Naar het oordeel van de Afdeling kon [appellante] ten tijde van de koop van haar woning de aard, ernst, omvang en duur van de hinder als gevolg van de reconstructiewerkzaamheden aan de A9 Gaasperdammerweg op basis van de startnotitie niet in volle omvang voorzien. Zo kon [appellante] niet voorzien dat de funderingswerkzaamheden het heien van 10.000 heipalen en het intrillen van 1.800 damwandprofielen over een periode van ongeveer anderhalf jaar zou omvatten, dat ook ’s nachts zou worden doorgewerkt en dat het werkterrein nabij haar woning zou worden gesitueerd, waarbij bestaande bosschages tussen de woning en de A9 Gaasperdammerweg zouden worden gekapt. Ook de extra geluid- en trillinghinder die ontstond door de grote hoeveelheid puin in de ondergrond, kon [appellante] niet voorzien. In het advies van Te Rijdt is ten onrechte geen onderscheid gemaakt tussen de voorzienbaarheid van het project en de voorzienbaarheid van de mate en de ernst van de hinder die van de realisering van het project zou kunnen worden ondervonden. De minister mocht dit advies daarom niet aan het besluit van 5 oktober 2017 ten grondslag leggen.

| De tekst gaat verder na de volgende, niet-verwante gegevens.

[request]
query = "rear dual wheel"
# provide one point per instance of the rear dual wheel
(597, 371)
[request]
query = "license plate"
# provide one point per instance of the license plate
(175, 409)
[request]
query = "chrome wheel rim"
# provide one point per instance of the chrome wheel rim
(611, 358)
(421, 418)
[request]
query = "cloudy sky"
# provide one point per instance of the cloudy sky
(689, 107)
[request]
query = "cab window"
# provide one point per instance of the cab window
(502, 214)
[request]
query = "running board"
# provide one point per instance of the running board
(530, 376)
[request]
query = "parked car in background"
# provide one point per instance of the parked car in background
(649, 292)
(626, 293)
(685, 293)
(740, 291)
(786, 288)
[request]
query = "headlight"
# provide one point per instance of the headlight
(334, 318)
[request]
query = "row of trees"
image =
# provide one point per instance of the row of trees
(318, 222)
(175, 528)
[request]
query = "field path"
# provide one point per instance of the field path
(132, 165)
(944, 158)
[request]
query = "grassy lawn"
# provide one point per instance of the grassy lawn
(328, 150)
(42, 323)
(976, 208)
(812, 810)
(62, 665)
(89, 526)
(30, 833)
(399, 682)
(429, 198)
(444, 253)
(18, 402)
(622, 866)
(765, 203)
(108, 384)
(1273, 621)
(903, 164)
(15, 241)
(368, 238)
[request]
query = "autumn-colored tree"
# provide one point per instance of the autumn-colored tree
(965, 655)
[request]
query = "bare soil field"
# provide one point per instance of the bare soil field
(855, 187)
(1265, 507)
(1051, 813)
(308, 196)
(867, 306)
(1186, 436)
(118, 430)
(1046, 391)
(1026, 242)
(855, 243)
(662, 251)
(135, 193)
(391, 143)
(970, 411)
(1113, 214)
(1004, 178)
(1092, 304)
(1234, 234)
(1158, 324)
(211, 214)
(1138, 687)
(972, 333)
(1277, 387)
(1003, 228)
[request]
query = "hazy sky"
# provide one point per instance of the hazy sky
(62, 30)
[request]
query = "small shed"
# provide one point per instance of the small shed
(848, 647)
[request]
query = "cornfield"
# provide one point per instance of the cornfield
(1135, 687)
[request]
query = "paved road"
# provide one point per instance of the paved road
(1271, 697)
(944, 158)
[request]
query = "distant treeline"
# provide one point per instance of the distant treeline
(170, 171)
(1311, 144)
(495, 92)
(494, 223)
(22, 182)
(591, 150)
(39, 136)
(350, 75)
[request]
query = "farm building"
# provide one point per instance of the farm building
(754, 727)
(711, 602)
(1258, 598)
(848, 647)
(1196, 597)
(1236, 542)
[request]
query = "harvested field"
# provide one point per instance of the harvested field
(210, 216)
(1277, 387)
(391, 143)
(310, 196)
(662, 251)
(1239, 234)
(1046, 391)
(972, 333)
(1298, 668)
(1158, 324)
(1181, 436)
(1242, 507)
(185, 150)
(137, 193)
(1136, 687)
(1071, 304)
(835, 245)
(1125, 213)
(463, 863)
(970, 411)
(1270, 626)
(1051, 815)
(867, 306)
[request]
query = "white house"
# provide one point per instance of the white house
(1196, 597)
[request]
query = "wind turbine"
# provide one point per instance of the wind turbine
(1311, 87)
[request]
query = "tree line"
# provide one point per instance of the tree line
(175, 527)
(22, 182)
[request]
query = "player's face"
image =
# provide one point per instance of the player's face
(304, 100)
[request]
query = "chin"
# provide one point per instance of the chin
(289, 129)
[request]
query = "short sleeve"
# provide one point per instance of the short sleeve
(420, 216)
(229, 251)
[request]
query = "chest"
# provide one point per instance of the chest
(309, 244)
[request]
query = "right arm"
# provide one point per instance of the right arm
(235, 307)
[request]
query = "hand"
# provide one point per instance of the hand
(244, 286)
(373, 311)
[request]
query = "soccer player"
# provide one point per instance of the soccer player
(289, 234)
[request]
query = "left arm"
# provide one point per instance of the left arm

Te Rijdt heeft als netto schadeperiode een periode van vijftien maanden aangehouden. Daarbij is hij er dus van uitgegaan dat gedurende drie maanden, opgebouwd uit verschillende kortere periodes, de door [appellante] ondervonden overlast niet zodanig is dat deze moet worden betrokken bij het vaststellen van de schade. Te Rijdt heeft de schade voorts vastgesteld volgens de huurwaardemethode. Hij is uitgegaan van de gemiddelde WOZ-waarde van de woning van [appellante] over de jaren 2015, 2016 en 2017 van € 217.750,00 en een huurwaarde van 5% van deze waarde, zijnde een bedrag van € 10.888,00. De schade over een periode van 15 maanden is dan € 13.610,00.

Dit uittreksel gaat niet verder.